The difficult edge case presented in the opening is that the standard protocol prohibits a decision that sensibly should be made. I feel the obvious fix is to amend the protocol. The time at which an operation occurs should factor into the protocol, we do prefer complex operations to occur when experts are most available. Rather than abandoning the protocol, it should be updated to reflect this. Of course there will still be cases with the protocol doesn’t handle well, but eventually those will be amended as well.

  • jbandela1 4 days ago

    I think that is what this article is addressing.

    You can never have a thorough protocol that always works.

    Doctors need to be trained in the limits of protocol.

    This is why the humanities are important. Doctors should not just be unthinking executors of protocols. Trained human intuition, expertise, experience still matters. Knowledge of the human factors still matters.

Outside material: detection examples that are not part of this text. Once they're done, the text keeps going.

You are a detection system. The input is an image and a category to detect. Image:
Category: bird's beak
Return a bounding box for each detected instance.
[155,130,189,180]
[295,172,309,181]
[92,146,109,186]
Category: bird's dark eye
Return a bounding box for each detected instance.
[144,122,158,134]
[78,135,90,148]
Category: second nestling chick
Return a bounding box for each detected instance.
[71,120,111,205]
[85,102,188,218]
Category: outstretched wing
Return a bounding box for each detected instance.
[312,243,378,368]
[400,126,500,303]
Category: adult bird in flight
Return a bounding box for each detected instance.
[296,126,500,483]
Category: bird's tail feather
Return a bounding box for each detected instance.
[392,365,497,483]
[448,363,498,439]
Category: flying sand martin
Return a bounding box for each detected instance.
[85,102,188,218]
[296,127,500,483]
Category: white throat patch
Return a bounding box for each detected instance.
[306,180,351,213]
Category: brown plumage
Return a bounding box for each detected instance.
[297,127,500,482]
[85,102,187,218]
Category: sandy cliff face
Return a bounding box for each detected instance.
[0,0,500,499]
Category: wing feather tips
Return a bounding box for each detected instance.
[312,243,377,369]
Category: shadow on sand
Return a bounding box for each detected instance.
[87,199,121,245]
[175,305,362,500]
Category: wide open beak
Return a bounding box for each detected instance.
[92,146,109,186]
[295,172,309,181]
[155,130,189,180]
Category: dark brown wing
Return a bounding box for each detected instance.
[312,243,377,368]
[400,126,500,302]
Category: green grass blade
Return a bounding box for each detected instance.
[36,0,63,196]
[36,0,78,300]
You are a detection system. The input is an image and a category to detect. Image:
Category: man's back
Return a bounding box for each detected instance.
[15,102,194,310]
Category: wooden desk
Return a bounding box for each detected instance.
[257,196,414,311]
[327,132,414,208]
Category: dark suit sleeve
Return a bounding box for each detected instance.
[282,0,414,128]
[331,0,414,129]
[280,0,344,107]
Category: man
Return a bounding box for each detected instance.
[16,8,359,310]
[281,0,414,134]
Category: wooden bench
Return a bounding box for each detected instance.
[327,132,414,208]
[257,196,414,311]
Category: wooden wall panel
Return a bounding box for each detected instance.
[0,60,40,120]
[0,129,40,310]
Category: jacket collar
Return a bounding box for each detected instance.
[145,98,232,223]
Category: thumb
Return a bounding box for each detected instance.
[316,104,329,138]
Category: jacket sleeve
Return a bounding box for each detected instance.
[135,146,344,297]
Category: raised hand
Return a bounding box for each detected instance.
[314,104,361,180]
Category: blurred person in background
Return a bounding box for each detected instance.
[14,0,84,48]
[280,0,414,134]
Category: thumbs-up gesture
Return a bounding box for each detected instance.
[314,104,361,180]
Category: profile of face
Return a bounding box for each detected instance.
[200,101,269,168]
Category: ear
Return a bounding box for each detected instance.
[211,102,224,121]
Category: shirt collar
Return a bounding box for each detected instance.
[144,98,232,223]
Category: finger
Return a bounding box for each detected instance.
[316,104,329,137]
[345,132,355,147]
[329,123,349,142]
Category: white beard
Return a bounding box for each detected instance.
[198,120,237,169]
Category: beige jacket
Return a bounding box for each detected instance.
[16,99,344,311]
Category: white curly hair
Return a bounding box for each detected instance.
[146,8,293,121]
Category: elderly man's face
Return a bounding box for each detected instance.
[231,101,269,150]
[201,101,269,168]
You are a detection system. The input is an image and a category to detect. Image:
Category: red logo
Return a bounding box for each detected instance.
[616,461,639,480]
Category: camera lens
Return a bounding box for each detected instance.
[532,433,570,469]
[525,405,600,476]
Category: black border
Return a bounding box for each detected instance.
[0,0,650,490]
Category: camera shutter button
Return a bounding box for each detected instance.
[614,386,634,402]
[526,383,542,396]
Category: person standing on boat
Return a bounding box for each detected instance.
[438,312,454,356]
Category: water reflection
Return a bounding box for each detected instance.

    • pinkmuffinere 3 days ago

      Crucially, I don’t think the humanities are the solution here. I’d rather have a doctor that follows best practices than one who follows the supposed benefits of a humanities education — in particular I object to the idea that a doctor would follow their intuition when there is always an established best practice. The humanities are valuable, but don’t think it solves the problem statement laid out in the article.

    • inglor_cz 3 days ago

      A lot of it is just "being human", and you don't need separate college education for that.

      Trouble is, too many doctors have internalized the ideal of being efficient robots instead.

      • eszed 2 days ago

        There are lots and lots of different ways of "being human" - an infinity of ways, really, but most fall into broadly recognizeable patterns. The Humanities, properly understood, are the study of "being human" - which involves both the way you experience this (which, yeah, for most people is a learned behavior: it's hard to get outside your own perspective and evaluate your own experience), and also the way others' perspectives influence them.

        There's no "just" about it. (It's like saying "Facebook is just a CRUD app, right?" - which from one point of view might be literally true, but's hardly relevant to any of the problems Meta has to solve.) Much like tech, humanities are a path of life-long learning, for which a college course of study can be (though isn't strictly necessary as) a helpful starting point, but is hardly adequate.

        Efficient robots, though: yes. Many who work in tech have also internalized that mind-set.

  • unyttigfjelltol 4 days ago

    Factoring everything into the protocol would be to convert it into an exercise in discretion, which was what the protocol was designed to counteract.